A revolutionary program that offers robo-advice on optimal investment plans for individuals could change the face of retirement offerings for superannuation funds.

The model, which has been created by three actuaries, factors in detailed statistics on investment, health and mortality, alongside personal data on wealth, income requirements and risk preferences.

The multiple inputs have been made possible by advances in information technology which allow billions of permutations to be calculated in under a minute for individuals – around five years ago such calculations might have taken several days to process.

Dubbed the “complex adaptive retirement strategy” or CARS, by its creators, the Melbourne based Jeffrey Chee and Paul Newfield of Towers Watson and David Schneider, head of research at UniSuper, it has been built primarily out of intellectual curiosity around the possibilities of an all-encompassing post-retirement decision framework.

The model factors in 50 years of investment data on 44 asset classes with 2000 simulations of what could happen to them each year. It adds to this 1000 demographic simulations on health and mortality over 50 years, annuity rates, popular retirement products.

It can quickly produce suggested investment and consumption plans for those in defined contribution plans and it is expected to be most relevant for those with retirement balances of $200,000 upwards, as those under this figure will have a greater reliance on the age pension.

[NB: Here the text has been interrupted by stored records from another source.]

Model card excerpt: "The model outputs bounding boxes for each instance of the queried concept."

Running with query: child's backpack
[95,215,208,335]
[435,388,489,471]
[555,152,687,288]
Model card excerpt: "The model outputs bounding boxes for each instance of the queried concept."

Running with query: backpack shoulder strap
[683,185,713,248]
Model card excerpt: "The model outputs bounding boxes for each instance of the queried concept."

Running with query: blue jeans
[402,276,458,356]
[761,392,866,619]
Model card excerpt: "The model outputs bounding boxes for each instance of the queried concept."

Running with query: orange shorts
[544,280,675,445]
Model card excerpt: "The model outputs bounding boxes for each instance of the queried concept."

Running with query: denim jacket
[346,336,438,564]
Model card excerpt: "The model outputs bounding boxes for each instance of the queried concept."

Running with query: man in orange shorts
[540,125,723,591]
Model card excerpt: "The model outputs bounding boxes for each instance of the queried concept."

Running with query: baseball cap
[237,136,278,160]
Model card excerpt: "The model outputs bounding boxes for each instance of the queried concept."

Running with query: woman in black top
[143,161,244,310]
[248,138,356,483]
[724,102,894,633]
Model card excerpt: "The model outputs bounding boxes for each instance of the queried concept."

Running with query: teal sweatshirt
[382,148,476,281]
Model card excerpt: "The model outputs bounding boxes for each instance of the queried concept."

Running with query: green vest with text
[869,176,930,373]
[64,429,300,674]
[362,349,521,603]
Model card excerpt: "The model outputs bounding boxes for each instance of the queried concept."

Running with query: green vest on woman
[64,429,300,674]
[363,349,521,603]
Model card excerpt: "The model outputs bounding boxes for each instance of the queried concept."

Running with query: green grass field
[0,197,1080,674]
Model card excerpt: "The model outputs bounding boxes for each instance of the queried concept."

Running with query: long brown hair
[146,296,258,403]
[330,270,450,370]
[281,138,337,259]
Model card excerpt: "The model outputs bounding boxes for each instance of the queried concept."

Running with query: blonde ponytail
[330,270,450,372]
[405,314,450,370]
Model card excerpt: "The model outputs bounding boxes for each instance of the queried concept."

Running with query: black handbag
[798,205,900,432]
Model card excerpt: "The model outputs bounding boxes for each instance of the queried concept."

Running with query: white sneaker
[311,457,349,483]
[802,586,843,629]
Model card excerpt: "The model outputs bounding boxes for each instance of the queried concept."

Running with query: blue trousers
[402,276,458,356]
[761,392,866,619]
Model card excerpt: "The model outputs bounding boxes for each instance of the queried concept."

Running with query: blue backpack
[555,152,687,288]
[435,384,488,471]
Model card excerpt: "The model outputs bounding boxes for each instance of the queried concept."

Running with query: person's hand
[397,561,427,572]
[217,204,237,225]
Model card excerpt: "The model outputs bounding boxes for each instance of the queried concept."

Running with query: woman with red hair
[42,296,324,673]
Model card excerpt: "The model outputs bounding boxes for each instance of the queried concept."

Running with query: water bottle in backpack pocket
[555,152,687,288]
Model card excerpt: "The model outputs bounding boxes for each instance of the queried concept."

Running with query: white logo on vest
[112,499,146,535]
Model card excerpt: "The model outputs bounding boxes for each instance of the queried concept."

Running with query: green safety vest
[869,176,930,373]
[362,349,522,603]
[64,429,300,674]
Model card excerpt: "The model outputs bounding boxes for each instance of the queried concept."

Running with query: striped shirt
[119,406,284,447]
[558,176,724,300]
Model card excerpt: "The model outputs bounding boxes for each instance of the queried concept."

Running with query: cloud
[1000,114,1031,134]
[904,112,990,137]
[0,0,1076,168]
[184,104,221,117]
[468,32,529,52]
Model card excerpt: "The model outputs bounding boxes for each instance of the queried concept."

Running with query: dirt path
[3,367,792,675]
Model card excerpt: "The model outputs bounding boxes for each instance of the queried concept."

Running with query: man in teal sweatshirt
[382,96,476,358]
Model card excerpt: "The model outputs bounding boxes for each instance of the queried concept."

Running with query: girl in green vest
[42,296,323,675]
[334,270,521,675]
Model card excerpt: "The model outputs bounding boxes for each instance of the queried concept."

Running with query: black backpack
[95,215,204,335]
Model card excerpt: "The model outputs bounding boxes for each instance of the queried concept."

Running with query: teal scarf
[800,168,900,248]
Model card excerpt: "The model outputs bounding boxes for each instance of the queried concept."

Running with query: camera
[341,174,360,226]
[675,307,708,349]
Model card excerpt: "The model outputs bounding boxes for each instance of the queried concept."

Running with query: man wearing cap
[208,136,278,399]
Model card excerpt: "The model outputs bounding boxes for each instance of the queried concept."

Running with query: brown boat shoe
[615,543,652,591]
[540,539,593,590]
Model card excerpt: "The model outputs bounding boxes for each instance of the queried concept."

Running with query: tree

It is believed there are no immediate plans to commercialise the model, until it has been peer-reviewed to work out where its weaknesses lie.

Newfield said: “We absolutely welcome anyone to tell us which areas of the model or framework need improving and we will debate and discuss that and see if we can make improvements.”

Weaknesses of beliefs

Initial testing has already served to expose the weakness of many retirement beliefs. The language of retirement planning is to target a sustainable or a desirable income, but the model illustrates how as a person’s health and spending needs changes, then so should their investments and their income levels.

While the wide variety of scenarios created by the program challenges widely held beliefs that individuals should target $1 million in savings for a comfortable retirement. Testing shows that across millions of potential scenarios an individual might need anywhere from $300,000 to $2 million to fund their retirement.

The suggested optimal investment plans created by the model are also expected to challenge the maxim that one should derisk their investments as they get older.

Schneider recommends that retirees should use the model on a quarterly basis to update their spending and investment plans. “As your spending needs change, as your health status changes, as you learn more about the investment scenarios, you adapt your investing and your spending,” he said. “The question we have sought to answer is how to build a system that can guide people in an environment which is inherently chaotic.”

While the model could be used in conjunction with a financial adviser, Jeffrey Chee says in many ways the model goes further than existing best practice. He said that not only does advice often lead individuals down a path of risk of their own choosing, rather than their optimal strategy, but financial advisers often lack advanced predictions of what could happen to asset classes.

“Where advisers tend to be less strong is around the understanding of stochastic modelling and the distribution of outcomes and some of these more complex statistical ideas,” Chee said. “This could augment the toolkit that a financial planner already uses to help them have metrics they can communicate to their clients. It could also improve the consistency of advice provided to individuals in the same situation.”